The Argument Supporting Big 12 Football Games in Mexico
The news broke on Monday night that the Big 12 Conference has been actively exploring playing basketball and football games in Mexico starting for the 2024-25 season for hoops and the 2025 season for football.
At first glance, the move didn’t make much sense to me. I love college atmospheres and what the on-campus experience brings that makes college football, in particular, the most unique and exciting sport in the country. However, after 24 hours to digest the news, I’ve come around on the idea that this makes an enormous amount of sense for this conference and its future.
Short-Term Loss, Long-Term Gain
I’ve always been a proponent of college football games being on campus. It’s best for the fans, the small businesses that rely on these handful of Saturdays each fall to meet revenue goals and the entire community. However, if we look at this from a bigger picture perspective, it’s not about hurting the fans or businesses in our Big 12 communities, it’s about maintaining what we have long past a Saturday in September of 2023, October of 2024 or November of 2025. This is about maintaining the Big 12 Conference as a powerhouse, Top 3 conference, behind the SEC and Big Ten, for years to come.
And if that means playing a Big 12 football game (or more?) per season in Mexico, then so be it. While we don’t have any details on how frequent games would be played, it seems unlikely a team would lose more than one home game every few years, if that.
Is that worth the chance for the Big 12 to solidify itself, its brand, its future and the big check ESPN and FOX are cutting for this league? It seems like a no-brainer. New eyeballs, made-for-TV events will help the Big 12 create the buzz it needs to make to cut through the noise of the busy sports landscape and maintain its value to the TV networks.
The NFL Model
We’ve seen professional sports do this with huge success, most notably the NFL, who is now playing at least one regular season games in different parts of the world every season. As a mentor once told me, don’t overcomplicate life, just follow the qualities and traits of successful people and organizations, and duplicate that to the best of your ability.
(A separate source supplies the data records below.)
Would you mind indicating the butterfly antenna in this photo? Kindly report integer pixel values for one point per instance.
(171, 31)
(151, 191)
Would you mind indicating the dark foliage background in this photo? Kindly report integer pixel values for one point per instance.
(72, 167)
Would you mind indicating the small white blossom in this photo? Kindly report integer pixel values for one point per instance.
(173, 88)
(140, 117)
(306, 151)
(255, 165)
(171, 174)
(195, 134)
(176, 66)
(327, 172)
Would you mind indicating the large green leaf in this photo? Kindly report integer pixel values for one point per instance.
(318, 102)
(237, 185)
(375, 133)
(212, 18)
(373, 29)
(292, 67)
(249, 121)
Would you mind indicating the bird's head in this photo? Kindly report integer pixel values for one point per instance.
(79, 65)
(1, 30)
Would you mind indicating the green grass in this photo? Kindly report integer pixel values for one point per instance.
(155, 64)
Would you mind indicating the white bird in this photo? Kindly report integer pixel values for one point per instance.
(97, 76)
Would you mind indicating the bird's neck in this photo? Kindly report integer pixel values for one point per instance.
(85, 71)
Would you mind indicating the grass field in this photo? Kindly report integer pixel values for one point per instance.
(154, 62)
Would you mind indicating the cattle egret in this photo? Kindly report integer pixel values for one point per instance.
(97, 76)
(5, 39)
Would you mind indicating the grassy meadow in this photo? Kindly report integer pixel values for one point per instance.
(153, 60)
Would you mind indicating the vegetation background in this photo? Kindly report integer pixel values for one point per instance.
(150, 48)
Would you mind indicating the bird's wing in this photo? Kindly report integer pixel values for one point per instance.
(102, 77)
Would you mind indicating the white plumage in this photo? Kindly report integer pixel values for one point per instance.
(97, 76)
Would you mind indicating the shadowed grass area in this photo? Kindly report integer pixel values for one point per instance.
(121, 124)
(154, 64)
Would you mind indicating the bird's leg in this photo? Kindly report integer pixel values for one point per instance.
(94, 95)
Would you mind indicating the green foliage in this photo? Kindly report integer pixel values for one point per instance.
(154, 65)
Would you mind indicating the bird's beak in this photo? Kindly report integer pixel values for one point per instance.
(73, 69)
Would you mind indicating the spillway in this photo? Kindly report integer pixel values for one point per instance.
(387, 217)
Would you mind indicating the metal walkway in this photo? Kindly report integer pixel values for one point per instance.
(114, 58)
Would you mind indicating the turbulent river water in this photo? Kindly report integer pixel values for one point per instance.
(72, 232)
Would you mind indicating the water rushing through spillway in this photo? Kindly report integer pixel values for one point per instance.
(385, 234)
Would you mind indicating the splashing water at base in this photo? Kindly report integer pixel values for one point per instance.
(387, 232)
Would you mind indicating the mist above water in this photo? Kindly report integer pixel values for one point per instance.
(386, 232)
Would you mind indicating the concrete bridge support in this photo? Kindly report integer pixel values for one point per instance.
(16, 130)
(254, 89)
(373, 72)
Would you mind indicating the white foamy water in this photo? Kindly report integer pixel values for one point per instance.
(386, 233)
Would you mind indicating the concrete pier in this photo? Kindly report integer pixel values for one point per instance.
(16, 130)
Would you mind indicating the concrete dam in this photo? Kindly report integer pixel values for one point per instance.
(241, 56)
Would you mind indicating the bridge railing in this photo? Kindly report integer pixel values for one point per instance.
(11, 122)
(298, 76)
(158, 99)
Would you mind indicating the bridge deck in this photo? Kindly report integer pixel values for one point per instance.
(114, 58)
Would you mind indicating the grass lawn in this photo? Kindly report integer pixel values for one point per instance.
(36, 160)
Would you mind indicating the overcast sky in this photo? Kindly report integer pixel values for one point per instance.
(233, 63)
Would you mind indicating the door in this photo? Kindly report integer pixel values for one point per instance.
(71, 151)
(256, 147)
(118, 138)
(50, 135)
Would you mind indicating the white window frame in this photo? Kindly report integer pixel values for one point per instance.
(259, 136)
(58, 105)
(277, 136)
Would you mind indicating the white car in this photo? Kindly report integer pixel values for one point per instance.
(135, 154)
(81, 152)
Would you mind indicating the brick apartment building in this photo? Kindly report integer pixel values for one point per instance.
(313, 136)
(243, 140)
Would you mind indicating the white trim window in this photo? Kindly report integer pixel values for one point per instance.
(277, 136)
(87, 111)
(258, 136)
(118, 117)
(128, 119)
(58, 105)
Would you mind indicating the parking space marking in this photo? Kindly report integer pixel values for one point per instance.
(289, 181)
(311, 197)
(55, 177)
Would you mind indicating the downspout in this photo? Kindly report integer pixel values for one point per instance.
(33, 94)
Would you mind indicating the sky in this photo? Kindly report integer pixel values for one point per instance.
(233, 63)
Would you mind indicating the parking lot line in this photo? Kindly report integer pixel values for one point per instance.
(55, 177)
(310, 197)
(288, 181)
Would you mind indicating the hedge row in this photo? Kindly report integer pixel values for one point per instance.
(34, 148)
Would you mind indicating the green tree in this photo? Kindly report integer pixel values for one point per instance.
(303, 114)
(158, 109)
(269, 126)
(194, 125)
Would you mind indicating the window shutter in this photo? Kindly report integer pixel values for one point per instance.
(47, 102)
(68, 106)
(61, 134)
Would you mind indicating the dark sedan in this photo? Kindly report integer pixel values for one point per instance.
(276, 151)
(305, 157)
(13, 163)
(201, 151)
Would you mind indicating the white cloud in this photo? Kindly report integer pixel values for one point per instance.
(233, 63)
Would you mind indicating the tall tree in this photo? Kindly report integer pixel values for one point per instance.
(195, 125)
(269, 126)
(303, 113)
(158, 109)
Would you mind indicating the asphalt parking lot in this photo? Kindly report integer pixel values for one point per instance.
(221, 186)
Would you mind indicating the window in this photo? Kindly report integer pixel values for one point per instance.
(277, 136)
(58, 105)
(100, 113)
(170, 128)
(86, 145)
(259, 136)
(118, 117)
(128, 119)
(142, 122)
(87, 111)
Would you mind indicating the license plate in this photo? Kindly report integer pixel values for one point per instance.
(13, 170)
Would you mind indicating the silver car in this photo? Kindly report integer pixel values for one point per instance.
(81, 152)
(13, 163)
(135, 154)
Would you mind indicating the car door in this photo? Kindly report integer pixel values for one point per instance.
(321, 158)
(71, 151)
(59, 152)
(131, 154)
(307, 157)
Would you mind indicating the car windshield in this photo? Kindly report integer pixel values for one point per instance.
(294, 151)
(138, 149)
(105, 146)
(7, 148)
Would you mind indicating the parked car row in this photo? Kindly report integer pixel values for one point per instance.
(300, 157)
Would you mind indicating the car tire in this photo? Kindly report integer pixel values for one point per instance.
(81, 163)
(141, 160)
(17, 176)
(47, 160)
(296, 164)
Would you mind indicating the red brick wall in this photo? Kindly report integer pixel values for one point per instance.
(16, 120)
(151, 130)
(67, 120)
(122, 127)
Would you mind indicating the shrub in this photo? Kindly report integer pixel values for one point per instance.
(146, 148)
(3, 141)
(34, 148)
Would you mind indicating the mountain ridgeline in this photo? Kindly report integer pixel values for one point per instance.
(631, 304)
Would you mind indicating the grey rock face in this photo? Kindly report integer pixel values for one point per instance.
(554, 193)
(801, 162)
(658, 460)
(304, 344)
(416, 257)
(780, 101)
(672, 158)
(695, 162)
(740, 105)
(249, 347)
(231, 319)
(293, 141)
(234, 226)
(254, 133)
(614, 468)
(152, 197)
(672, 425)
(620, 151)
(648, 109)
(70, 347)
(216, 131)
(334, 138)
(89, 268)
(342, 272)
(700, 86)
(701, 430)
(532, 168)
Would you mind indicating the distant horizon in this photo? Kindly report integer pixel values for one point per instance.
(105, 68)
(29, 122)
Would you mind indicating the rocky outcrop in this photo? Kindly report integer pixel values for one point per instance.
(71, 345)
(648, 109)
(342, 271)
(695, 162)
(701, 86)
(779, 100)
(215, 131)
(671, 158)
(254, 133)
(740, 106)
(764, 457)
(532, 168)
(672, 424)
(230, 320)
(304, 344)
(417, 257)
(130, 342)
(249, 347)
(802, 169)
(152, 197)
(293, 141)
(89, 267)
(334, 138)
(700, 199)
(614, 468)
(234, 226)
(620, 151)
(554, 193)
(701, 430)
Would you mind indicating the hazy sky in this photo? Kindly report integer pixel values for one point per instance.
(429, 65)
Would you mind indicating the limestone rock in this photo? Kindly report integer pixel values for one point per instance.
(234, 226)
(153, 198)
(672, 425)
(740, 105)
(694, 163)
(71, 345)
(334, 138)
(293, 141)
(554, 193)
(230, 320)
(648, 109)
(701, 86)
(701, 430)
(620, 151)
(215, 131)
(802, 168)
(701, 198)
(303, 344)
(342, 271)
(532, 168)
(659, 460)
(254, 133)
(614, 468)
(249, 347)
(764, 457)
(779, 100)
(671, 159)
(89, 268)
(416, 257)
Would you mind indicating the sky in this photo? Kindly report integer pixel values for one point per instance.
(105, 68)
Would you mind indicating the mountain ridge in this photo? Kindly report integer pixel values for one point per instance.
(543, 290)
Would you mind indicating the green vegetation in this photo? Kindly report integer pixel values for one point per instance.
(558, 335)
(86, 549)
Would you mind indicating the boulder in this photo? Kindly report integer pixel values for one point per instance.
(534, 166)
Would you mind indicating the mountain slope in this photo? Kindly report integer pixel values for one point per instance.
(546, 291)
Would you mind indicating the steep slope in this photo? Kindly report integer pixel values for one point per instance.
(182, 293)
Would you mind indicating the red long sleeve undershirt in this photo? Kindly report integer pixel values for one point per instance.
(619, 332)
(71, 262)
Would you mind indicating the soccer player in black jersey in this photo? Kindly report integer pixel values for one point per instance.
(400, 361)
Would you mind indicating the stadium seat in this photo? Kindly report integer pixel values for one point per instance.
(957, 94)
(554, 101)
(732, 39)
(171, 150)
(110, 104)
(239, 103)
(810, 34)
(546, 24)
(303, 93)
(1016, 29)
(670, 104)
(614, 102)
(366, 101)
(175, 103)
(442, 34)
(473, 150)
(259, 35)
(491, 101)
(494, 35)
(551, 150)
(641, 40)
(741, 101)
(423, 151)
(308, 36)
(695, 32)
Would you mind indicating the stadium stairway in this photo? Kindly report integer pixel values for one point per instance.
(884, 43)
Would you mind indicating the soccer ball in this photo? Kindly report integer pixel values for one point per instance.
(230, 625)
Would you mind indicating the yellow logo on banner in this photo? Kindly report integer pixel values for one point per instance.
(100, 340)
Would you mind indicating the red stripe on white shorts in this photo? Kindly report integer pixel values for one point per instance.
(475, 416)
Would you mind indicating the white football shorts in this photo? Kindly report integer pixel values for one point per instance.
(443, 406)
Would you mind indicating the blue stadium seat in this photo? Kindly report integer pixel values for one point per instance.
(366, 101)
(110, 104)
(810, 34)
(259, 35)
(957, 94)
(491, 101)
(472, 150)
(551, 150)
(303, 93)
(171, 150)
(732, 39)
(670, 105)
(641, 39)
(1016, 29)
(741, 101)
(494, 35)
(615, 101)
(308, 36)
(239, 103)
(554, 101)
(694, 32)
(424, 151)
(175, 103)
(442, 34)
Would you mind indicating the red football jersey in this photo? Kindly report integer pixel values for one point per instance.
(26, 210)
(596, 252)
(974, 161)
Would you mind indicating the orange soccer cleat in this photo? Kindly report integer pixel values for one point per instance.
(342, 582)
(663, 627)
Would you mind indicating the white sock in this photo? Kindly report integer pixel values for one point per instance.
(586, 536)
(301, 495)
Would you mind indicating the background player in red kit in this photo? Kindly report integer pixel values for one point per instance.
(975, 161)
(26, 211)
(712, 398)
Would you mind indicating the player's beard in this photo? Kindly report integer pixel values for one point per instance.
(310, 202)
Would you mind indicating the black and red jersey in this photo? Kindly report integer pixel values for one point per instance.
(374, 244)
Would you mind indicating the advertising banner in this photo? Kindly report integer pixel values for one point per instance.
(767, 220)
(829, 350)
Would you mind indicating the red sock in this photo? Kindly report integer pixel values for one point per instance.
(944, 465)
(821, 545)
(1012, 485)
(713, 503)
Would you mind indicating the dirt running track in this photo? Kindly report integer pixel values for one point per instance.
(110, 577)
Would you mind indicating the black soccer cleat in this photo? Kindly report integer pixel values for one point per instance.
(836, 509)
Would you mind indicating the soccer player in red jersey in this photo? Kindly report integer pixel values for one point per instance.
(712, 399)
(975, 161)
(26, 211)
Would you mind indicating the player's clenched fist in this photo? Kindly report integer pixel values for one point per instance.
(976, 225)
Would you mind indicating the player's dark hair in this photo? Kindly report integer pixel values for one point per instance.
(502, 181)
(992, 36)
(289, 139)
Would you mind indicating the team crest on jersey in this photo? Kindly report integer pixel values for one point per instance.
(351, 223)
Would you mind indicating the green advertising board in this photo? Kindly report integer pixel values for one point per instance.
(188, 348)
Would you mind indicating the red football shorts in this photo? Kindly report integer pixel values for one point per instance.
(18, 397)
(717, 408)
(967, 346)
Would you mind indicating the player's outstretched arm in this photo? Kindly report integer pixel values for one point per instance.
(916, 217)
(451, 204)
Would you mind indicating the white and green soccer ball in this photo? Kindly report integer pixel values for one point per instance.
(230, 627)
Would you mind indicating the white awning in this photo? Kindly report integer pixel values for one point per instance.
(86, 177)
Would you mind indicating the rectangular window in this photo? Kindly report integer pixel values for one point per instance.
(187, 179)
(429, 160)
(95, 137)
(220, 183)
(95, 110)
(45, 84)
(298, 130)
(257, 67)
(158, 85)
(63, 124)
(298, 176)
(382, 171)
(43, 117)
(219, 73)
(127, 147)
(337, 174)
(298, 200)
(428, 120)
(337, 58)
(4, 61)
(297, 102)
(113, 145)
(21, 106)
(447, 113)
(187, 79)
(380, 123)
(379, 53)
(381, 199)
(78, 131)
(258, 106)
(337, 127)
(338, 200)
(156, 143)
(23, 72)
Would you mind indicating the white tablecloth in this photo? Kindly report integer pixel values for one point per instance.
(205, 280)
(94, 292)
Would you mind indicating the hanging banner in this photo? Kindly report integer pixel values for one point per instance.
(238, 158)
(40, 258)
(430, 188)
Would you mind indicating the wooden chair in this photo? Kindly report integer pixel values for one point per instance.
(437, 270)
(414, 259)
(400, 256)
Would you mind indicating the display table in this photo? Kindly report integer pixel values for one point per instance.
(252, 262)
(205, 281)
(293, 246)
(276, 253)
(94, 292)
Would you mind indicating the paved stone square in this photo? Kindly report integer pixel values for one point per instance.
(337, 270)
The NFL doesn’t do much wrong. They are the most popular sport in the country, by a mile, and continue to expand their international presence. Brett Yormark sees that and must think, “Why not the Big 12 on the college level?”
I understand Baylor football is not the Dallas Cowboys, but it doesn’t need to be, and won’t be, on the same scale of the NFL. It just needs to work, and make sense, for the Big 12 and its own growth into the international market. Plus, with Texas sharing the biggest border with Mexico, the Mexican culture being prevalent across parts of Texas, and the Big 12 being the conference with the most Power 5 schools from Texas in the league, it’s a natural fit.
In Yormark We Trust
Even if you vehemently disagree with the move, if you’re a Big 12 fan, Brett Yormark deserves the benefit of the doubt, until proven otherwise. He’s undoubtedly done an incredible job in less than one year on the job as commissioner of the conference. From cutting in line to land a TV deal ahead of the Pac-12 to getting summer camps at Rucker Park, Yormark has pushed nearly all the right buttons so far.
This doesn’t mean he walks on water and every move he makes is going to strike gold, but his resume thus far, and how it’s benefited this conference and solidified its future, means we need to let this one play out, and, “Trust in Yormark” or “Believe in Brett”.
Whichever phrase you want to use, that’s up to you.